Thursday, 28 October 2021

Using Weblogo for sequence logos

A very nice tool for creating sequence logos is the Weblogo website.
You can paste in a multiple alignment like this:

AATGGAAGTGGAAAATCTGTTAGCA
TTATATTAGGAAAATCGTTATAGCA
ATTATGAGTGGAAAATCATGTAGCA
GAAATCAATTGATAGAATATGAGCA


and get back a sequence logo, lovely!

 


 

 



Monday, 25 October 2021

Using Ontologizer for GO enrichment analysis

I previously used the Ontologizer tool for GO enrichment analysis, but that was a few years ago (see Woods et al PMID:23675306). I remember it having a nice algorithm that takes the relationship between parent and child GO terms into account. I decided to use it again, this time to test for GO enrichment among a list of Schistosoma mansoni genes.  

Installing Ontologizer

I downloaded Ontologizer onto the Sanger compute farm using:
% wget http://ontologizer.de/cmdline/Ontologizer.jar 
This is the command-line version of Ontologizer.
You can see instructions for installing it and running it here: here.
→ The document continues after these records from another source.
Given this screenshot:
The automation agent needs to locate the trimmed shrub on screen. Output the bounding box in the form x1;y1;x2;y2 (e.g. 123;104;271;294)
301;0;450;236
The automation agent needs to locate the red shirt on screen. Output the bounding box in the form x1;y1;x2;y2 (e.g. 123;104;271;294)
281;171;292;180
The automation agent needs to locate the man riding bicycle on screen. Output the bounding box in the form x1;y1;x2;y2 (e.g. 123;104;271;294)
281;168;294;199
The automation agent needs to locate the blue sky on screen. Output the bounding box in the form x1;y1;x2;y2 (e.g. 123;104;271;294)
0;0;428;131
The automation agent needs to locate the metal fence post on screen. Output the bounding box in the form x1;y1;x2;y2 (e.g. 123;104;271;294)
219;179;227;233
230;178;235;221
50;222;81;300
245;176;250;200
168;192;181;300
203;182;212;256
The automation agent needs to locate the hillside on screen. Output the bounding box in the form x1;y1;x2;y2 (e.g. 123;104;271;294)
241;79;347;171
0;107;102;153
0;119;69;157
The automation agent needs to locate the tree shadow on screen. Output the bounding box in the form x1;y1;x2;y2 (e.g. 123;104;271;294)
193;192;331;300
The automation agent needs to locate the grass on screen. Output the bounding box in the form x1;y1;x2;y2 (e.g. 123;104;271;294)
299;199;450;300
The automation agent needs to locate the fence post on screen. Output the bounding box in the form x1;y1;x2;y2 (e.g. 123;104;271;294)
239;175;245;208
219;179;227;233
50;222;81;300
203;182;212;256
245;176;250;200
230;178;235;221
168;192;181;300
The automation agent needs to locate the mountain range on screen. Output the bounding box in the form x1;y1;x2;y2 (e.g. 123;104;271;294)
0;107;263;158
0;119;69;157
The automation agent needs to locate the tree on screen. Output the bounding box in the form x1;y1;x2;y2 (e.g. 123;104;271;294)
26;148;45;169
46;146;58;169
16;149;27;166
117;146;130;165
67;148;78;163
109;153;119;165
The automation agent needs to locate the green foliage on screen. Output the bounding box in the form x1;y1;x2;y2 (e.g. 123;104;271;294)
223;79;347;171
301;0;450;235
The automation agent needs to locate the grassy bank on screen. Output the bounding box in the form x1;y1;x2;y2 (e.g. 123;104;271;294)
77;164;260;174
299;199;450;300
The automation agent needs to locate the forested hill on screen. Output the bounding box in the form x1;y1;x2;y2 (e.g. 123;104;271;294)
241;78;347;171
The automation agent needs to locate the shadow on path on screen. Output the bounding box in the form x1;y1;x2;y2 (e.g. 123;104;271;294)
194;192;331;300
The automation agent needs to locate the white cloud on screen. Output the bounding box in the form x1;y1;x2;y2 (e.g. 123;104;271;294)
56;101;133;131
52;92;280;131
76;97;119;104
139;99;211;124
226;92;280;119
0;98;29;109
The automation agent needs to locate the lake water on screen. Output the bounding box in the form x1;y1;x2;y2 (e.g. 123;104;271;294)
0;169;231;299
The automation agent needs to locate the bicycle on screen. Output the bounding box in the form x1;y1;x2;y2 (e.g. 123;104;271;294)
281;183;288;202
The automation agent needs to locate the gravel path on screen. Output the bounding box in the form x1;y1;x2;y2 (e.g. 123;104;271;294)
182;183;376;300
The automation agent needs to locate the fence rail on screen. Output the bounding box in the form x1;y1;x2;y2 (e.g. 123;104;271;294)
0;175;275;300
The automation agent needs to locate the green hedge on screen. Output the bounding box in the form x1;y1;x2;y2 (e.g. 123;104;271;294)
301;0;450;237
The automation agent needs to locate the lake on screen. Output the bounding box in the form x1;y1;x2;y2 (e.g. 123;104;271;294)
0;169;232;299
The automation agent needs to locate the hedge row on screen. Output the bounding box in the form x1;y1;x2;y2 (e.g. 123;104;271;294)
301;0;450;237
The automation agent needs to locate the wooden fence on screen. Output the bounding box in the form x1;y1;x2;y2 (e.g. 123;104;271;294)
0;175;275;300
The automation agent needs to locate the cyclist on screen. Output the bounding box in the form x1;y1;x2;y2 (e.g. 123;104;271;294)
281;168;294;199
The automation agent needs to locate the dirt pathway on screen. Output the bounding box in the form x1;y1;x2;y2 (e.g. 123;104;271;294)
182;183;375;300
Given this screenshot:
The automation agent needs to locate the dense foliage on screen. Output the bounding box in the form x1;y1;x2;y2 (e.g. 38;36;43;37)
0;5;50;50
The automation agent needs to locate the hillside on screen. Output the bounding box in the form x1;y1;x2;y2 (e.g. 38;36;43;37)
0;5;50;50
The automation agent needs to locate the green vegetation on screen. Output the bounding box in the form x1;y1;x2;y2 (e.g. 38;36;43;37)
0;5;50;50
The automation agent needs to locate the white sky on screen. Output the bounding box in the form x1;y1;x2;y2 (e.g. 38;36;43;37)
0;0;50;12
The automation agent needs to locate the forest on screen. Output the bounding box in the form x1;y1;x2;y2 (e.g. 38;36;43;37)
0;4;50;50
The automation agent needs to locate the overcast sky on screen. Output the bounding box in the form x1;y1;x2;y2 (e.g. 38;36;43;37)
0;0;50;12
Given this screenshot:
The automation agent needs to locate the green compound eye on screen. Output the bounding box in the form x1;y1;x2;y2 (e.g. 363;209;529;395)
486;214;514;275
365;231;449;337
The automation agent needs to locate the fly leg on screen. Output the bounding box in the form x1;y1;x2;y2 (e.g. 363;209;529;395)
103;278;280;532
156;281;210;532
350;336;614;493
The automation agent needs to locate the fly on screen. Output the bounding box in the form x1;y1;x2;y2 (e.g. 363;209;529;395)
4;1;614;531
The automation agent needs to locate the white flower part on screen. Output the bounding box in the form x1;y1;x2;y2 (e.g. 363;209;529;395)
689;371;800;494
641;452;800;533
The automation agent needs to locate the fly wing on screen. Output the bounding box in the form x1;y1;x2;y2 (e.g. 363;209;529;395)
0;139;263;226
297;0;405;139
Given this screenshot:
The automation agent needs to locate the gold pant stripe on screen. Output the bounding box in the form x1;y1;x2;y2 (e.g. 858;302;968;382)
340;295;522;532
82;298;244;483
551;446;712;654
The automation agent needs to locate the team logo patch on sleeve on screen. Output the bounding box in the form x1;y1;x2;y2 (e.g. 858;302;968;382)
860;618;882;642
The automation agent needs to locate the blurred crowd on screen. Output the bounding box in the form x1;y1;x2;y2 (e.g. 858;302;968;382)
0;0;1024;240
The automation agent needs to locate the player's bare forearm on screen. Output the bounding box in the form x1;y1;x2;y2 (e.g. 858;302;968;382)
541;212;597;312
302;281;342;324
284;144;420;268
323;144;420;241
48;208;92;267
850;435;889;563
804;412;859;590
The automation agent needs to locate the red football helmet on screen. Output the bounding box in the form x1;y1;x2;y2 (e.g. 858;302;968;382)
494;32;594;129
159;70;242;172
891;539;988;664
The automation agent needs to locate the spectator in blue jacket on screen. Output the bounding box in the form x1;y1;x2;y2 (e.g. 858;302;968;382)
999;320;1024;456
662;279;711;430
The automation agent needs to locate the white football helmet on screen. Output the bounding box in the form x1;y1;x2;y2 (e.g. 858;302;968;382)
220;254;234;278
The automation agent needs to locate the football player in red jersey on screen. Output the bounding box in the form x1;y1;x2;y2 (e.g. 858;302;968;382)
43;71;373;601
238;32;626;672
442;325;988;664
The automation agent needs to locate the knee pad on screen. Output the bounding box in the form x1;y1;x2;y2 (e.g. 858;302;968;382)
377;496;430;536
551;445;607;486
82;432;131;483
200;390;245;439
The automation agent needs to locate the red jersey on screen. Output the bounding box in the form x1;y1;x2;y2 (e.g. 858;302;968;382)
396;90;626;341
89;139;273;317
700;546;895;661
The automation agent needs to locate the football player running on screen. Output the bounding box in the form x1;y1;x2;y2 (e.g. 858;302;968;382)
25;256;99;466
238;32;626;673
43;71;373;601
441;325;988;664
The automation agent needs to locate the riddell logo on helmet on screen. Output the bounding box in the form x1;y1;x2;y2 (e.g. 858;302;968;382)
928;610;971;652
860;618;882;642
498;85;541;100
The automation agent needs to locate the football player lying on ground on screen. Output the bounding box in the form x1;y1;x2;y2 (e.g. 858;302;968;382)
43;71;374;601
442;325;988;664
Note I remember there was also a beautiful GUI for Ontologizer. There are instructions for installing it here. However, unfortunately I wasn't able to figure out how to install it this time (I tried to install on my Mac laptop, and found it needs a file swt.jar, which I wasn't able to find on the web, the links to that seem to be broken now.) Oh well!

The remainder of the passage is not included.